We can only presume that the meningitis was secondary to GBS because this was the putative agent that was detected in the serum although the CSF culture was negative. It is possible that the CSF culture was falsely negative because the patient received antibiotic treatment before the CSF culture,11 but the administration was 4 days before the culture, making this possibility less likely. It is more likely that the culture simply failed to grow the GBS, that is, it was falsely negative, which has been reported to occur in up to 23% of patients with bacterial meningitis.12 The CSF glucose and protein concentrations were highly suggestive of meningitis, and these variables are more sensitive than the bacterial culture.12 It has been suggested that a blood sample for culture be obtained before all EBP procedures in case the patient develops meningitis so that the correct antibiotic can be immediately started.13,14 However, this is neither practical nor cost-effective because the complication is extremely rare.
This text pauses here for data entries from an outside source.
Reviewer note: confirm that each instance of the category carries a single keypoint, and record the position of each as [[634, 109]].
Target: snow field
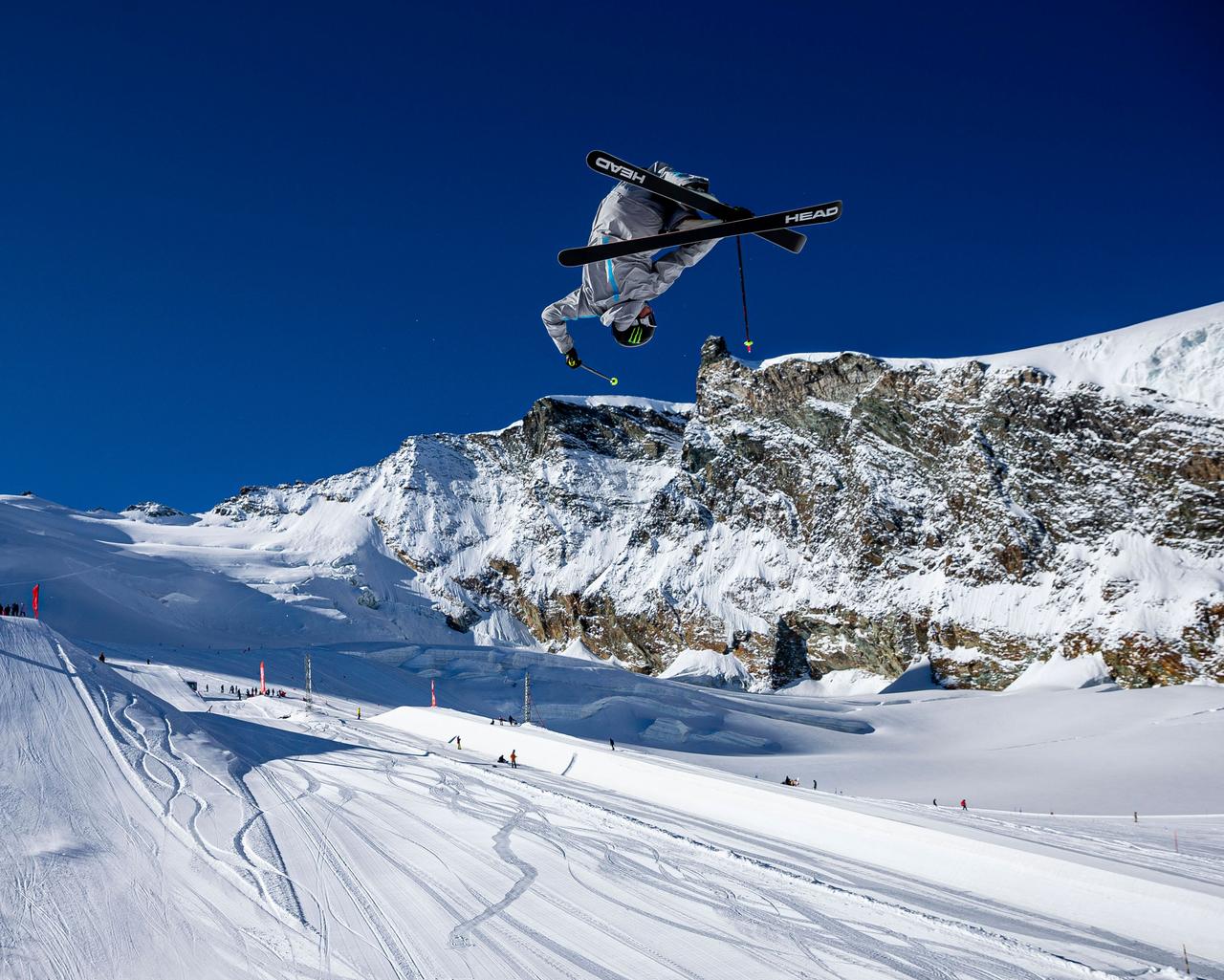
[[1127, 902]]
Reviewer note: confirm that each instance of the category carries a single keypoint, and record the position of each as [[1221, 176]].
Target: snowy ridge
[[814, 515], [1180, 357]]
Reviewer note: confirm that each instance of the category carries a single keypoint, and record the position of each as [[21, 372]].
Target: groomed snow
[[297, 840]]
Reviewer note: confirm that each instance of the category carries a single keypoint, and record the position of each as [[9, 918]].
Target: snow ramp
[[1161, 910], [130, 849]]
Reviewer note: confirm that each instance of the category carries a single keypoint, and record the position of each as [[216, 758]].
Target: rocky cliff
[[827, 512]]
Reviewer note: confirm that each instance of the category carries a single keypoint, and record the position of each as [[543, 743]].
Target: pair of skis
[[777, 228]]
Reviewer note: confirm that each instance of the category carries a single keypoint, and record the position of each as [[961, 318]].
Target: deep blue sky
[[258, 243]]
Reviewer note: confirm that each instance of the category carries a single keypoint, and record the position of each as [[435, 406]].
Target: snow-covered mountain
[[808, 512]]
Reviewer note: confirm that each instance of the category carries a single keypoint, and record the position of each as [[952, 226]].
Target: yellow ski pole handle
[[610, 380]]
Once the presumptive diagnosis of meningitis was made, the patient was started on broad spectrum antibiotics to cover both hospital and community-acquired meningitis. We started antibiotics with the objective of treating bacterial meningitis, herpes simplex encephalitis, methicillin-resistant Staphylococcus aureus, and Listeria. Once the blood culture was positive for GBS, the ampicillin was continued and the other antibiotics discontinued.
EBP has become the standard treatment in patients with postdural puncture headache. This case demonstrates the need to consider other causes of headache in the postpartum period. Meningitis, although rare, should always be considered in the differential diagnosis. Rapid recognition and prompt treatment, as well as communication among the anesthesiologists, obstetricians, neurologists, and infectious disease specialists, resulted in a positive outcome for this patient.